Writing Assistance APIs

Question

Writing Assistance APIs

Opened this issue a month ago · 1 comments

こんにちは TAG-さん!

I'm requesting an early TAG design review of the writing assistance APIs.

Browsers and operating systems are increasingly expected to gain access to a language model. (Example, example, example.) Web applications can benefit from using language models for a variety of use cases.

We're proposing a group of APIs that use language models to give web developers high-level assistance with writing. Specifically:

The summarizer API produces summaries of input text;
The writer API writes new material, given a writing task prompt;
The rewriter API transforms and rephrases input text in the requested ways.

Because these APIs share underlying infrastructure and API shape, and have many cross-cutting concerns, we include them all in one explainer, to avoid repeating ourselves across three repositories. However, they are separate API proposals, and can be evaluated independently.

Explainer: https://github.com/WICG/writing-assistance-apis/blob/main/README.md
User research: based on a series of prototyping sessions with partners, many separate applications were created using these APIs or their predecessors.

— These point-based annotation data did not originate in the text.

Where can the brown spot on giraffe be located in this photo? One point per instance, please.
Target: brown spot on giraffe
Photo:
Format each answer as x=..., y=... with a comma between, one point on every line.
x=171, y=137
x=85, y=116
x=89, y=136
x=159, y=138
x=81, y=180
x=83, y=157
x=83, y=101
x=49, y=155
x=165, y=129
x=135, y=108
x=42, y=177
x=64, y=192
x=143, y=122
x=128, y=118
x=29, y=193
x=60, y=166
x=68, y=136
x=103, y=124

These prototyping sessions were conducted confidentially (so as not to leak specific product plans), but from them we extracted the use cases listed in the explainer.
Security and Privacy self-review: https://github.com/WICG/writing-assistance-apis/blob/main/security-privacy-questionnaire.md
GitHub repo: https://github.com/WICG/writing-assistance-apis
Primary contacts:
- Domenic Denicola (@domenic), Google, editor
Organization/project driving the design: Google
Multi-stakeholder feedback:
- Chromium comments: We are excited to start trialing these APIs with developers through origin trials and behind-a-flag experiments.
- Mozilla comments: mozilla/standards-positions#1067
- WebKit comments: WebKit/standards-positions#393
- Web developers:
  - As mentioned above, based on a series of prototyping sessions we have heard significant excitement for using these APIs.
  - Public feedback on WICG/proposals#163 was mixed. To summarize, some themes we saw include: asking for more capabilities (e.g. full prompting of a language model instead of higher-level APIs (our response; multimodal support); desire to make sure the API actually works robustly in many real-world use cases; removal of any safety/ethical safeguards; and confusion about on-device vs. cloud APIs.

Further details:

I have reviewed the TAG's Web Platform Design Principles
The group where the incubation/design work on this is being done (or is intended to be done in the future): WICG
The group where standardization of this work is intended to be done ("unknown" if not known): not completely known, but we are discussing the APIs with the Web Machine Learning Working Group at TPAC, and it is possible a future version of their charter would welcome us.
Existing major pieces of multi-implementer review or discussion of this design: see above.
Major unresolved issues with or opposition to this design:
- We are aware of previous TAG feedback (in #948) regarding API surface details, and have captured that in the explainer.
- As with the translator/language detector APIs (#948), there is a tension between interoperability and exposing whether the model is on-device or cloud-based; we discuss this a bit more in the explainer.
- As with the translator/language detector APIs (#948), there are several privacy concerns, discussed in the explainer. We believe there are reasonable mitigations possible there, but will need to do some experimentation to find the best ones.
This work is being funded by: Google

You should also know that...

This is not a generic prompt API.

Answer 1 · 2024-09-28T18:46:01.000Z

A public note (without TAG consensus) so that @domenic can start thinking in this direction too: We should think about how https://www.w3.org/reports/ai-web-impact/ and https://www.w3.org/TR/webmachinelearning-ethics/ should affect our opinions here. For example, https://www.w3.org/reports/ai-web-impact/#transparency-on-ai-mediated-services considers the use of Model Cards to help people evaluate the suitability of particular models for particular purposes. How should that information be exposed to the web developers considering use of this API, and to the end-users who have to evaluate the website's output?